Guide · Trade terms

CIF vs FOB for Frozen Chicken: Cost & Risk Comparison

FOB, CFR and CIF are the Incoterms 2020 rules that decide who books and pays for reefer freight and marine insurance on a frozen chicken paw shipment — and they matter more for temperature-controlled cargo than for dry freight.

FOB, CFR and CIF at a glance

All three terms are quoted from a Brazilian load port — typically Itajaí or Paranaguá. What changes between them is who arranges and pays for freight and insurance after that point.

FOBFree On Board — buyer arranges & pays reefer freight and insurance
CFRCost & Freight — seller pays ocean freight, buyer insures
CIFCost, Insurance, Freight — seller pays freight and marine insurance
Risk transferGoods on board at the load port (Itajaí / Paranaguá) for all three

Where risk actually transfers

A common misconception is that CIF means the seller is responsible for the goods until they arrive. In fact, under FOB, CFR and CIF alike, risk in the goods passes to the buyer once the cargo is loaded on board the vessel at the load port. CIF and CFR simply mean the seller has arranged and pre-paid the freight (and, for CIF, the insurance) on the buyer's behalf for the onward voyage — the seller is not liable for loss or damage occurring after loading.

Why frozen cargo usually moves CIF or CFR

For frozen, reefer-controlled cargo most buyers ask for CIF or CFR rather than FOB. That way the seller — who books reefer containers routinely and has an established relationship with the shipping line — manages the refrigerated booking, the temperature set point and the monitoring paperwork through to the destination port. For the full mechanics of the unbroken −18 °C chain those bookings protect, see the cold chain & reefer shipping guide.

Comparing quotes on a landed-cost basis

Because the price basis changes what is and isn't included, never compare an FOB quote directly against a CIF quote. Add your own reefer freight, marine insurance and destination-side charges to the FOB price before comparing it to a CIF or CFR figure. This is also the basis buyers use when weighing quotes as part of a broader import plan — see our guide to importing chicken paws from Brazil.

Get a quote on your preferred terms

Duna Trading quotes Grade A frozen chicken paws and feet FOB, CFR or CIF from SIF-registered, GACC-listed Brazilian plants, with full −18 °C cold chain and inspection at loading. Tell us your preferred Incoterm, quantity and destination and the São Paulo desk reverts with a landed-cost quotation.

CIF vs FOB — FAQ

Common questions about frozen chicken trade terms.

What is the difference between FOB and CIF?

Under FOB the buyer arranges and pays for reefer freight and marine insurance from the Brazilian load port onward. Under CIF the seller books the ocean freight and takes out marine insurance to the destination port, then bills the buyer a single landed price.
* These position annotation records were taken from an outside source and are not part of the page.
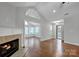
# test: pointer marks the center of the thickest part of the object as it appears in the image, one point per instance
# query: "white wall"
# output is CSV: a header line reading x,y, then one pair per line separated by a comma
x,y
71,27
8,20
44,25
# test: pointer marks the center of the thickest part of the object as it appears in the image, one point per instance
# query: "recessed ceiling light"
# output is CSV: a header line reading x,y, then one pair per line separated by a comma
x,y
54,11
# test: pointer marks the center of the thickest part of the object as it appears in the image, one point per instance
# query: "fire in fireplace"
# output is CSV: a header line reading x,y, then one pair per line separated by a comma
x,y
8,48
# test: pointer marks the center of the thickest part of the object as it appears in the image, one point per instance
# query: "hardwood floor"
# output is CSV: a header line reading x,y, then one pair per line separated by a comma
x,y
49,48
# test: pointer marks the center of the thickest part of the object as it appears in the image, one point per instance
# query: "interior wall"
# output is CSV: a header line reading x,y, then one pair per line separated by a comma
x,y
71,27
8,20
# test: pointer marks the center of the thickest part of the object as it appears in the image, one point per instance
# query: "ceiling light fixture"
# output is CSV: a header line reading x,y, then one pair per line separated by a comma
x,y
54,11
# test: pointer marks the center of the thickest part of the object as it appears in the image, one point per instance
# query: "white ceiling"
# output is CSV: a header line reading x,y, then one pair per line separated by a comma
x,y
45,9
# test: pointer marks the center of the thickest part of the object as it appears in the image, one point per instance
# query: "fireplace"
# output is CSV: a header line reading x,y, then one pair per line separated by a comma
x,y
8,48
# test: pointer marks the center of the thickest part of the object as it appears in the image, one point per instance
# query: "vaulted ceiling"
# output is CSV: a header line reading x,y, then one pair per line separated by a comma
x,y
45,9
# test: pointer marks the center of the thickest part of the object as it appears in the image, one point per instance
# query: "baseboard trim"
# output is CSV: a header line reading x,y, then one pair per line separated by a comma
x,y
76,44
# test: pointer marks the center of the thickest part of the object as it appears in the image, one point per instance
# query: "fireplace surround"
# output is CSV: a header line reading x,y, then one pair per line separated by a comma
x,y
8,48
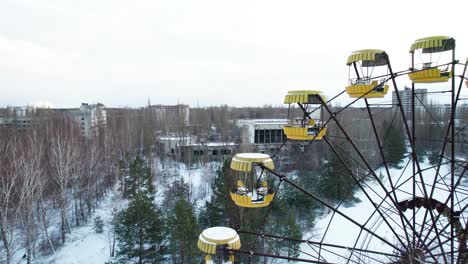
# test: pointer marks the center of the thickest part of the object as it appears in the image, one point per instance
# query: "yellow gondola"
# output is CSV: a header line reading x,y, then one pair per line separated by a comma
x,y
217,241
427,70
250,191
364,86
305,127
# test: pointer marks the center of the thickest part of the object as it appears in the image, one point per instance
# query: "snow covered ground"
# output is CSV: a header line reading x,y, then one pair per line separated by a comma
x,y
84,245
336,229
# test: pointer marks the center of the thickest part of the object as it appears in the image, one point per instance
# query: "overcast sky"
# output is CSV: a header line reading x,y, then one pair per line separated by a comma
x,y
240,53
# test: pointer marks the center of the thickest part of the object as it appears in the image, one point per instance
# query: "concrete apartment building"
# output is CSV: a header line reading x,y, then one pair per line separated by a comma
x,y
173,116
89,117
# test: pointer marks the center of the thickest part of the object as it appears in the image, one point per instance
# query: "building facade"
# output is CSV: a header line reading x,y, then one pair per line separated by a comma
x,y
90,118
173,116
264,135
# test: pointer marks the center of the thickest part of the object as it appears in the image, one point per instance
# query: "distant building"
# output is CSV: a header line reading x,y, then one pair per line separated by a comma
x,y
90,117
173,116
262,134
18,117
406,100
188,150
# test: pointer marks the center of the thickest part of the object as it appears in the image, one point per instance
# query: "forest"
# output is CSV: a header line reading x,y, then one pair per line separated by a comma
x,y
52,179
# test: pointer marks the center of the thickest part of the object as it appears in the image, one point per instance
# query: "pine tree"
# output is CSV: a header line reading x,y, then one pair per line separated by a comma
x,y
98,224
184,232
140,232
336,183
393,145
140,228
140,180
215,212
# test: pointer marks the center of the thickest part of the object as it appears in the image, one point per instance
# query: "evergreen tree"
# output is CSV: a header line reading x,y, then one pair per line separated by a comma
x,y
215,212
140,227
336,183
139,180
394,145
140,232
184,233
98,224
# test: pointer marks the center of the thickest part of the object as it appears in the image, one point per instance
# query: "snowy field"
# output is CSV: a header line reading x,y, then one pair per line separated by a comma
x,y
336,229
85,246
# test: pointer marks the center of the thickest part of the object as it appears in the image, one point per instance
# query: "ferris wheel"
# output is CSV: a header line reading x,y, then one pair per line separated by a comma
x,y
416,213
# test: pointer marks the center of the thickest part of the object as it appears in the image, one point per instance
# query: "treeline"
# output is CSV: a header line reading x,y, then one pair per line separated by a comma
x,y
148,233
51,179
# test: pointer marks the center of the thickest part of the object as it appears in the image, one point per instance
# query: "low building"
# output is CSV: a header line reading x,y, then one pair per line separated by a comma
x,y
264,135
189,150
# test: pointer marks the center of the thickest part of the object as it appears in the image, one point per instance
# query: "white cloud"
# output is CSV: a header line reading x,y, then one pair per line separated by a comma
x,y
199,51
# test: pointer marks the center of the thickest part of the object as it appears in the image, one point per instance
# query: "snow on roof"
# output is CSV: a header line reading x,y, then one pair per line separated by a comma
x,y
262,121
210,144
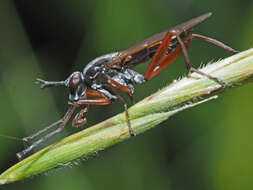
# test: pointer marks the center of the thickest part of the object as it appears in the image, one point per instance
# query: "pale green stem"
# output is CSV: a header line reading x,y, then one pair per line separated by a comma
x,y
179,95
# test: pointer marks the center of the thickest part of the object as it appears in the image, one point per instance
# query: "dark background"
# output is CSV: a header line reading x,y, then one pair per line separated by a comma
x,y
206,147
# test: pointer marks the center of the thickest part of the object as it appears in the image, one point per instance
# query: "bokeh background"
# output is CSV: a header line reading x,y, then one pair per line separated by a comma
x,y
206,147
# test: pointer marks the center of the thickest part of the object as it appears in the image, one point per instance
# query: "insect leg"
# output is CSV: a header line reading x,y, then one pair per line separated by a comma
x,y
191,69
215,42
65,119
46,84
80,119
123,88
159,54
114,84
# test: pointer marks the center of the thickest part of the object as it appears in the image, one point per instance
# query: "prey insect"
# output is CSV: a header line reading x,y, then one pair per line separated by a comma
x,y
102,79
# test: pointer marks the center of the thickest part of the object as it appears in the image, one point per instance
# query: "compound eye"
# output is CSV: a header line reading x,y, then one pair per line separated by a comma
x,y
75,80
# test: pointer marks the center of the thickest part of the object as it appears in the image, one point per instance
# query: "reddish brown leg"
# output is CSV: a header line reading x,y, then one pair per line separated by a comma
x,y
125,89
215,42
114,84
63,123
95,102
160,53
80,119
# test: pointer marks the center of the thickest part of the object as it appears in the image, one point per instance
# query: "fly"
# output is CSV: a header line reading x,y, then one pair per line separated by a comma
x,y
101,80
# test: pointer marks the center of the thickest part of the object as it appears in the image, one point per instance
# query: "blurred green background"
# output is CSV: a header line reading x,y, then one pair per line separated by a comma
x,y
205,147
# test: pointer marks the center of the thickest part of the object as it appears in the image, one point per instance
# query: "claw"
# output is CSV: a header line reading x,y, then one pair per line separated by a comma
x,y
43,83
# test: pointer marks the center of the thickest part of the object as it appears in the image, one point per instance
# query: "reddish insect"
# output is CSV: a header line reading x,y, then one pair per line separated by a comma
x,y
101,79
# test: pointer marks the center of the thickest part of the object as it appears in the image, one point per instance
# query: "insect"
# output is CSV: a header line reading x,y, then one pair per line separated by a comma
x,y
101,80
In both cases risk in the goods transfers to the buyer once they are on board the vessel at the load port — CIF and FOB differ in who pays the freight and insurance, not in when risk passes.
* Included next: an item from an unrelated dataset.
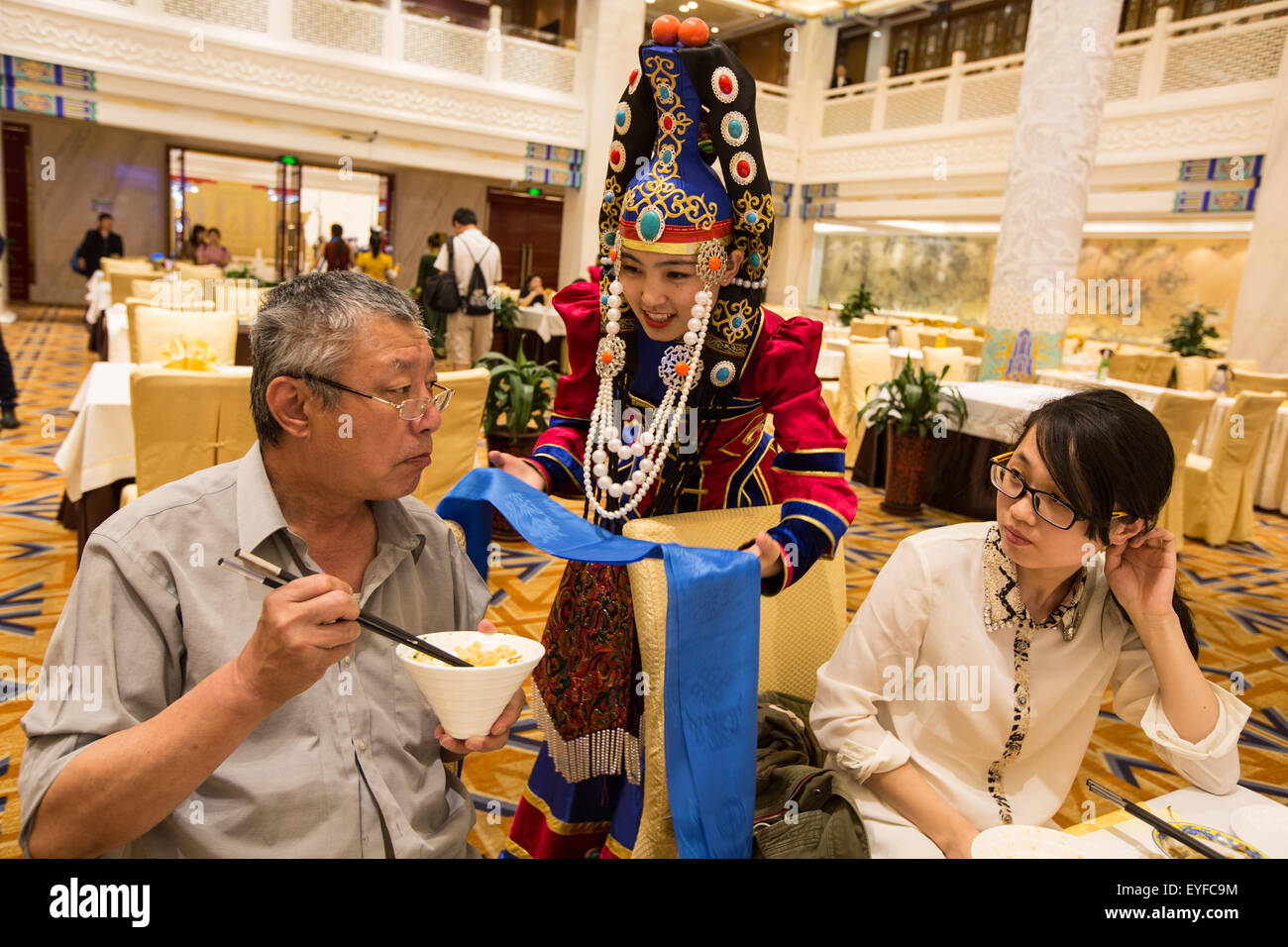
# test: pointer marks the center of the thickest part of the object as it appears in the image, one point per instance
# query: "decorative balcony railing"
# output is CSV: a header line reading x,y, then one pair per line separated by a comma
x,y
1243,46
Why do most frozen chicken buyers choose CIF or CFR?

Reefer cargo needs a carrier with a reliable refrigerated service and a booking desk that understands temperature-controlled logistics. Under CIF or CFR the seller — who ships frozen containers routinely — books the line and manages the reefer booking, monitoring and paperwork. Buyers who prefer to run their own freight forwarder and insurance relationships, or who already have volume-based freight contracts, use FOB instead.

How should I compare a FOB quote against a CIF quote?

Always compare on a landed-cost basis: take the FOB price and add your own reefer freight, marine insurance and any inland charges to your port, then compare that total against the CIF price. A lower FOB number can end up more expensive once freight and insurance are added, especially for buyers without an established reefer freight contract.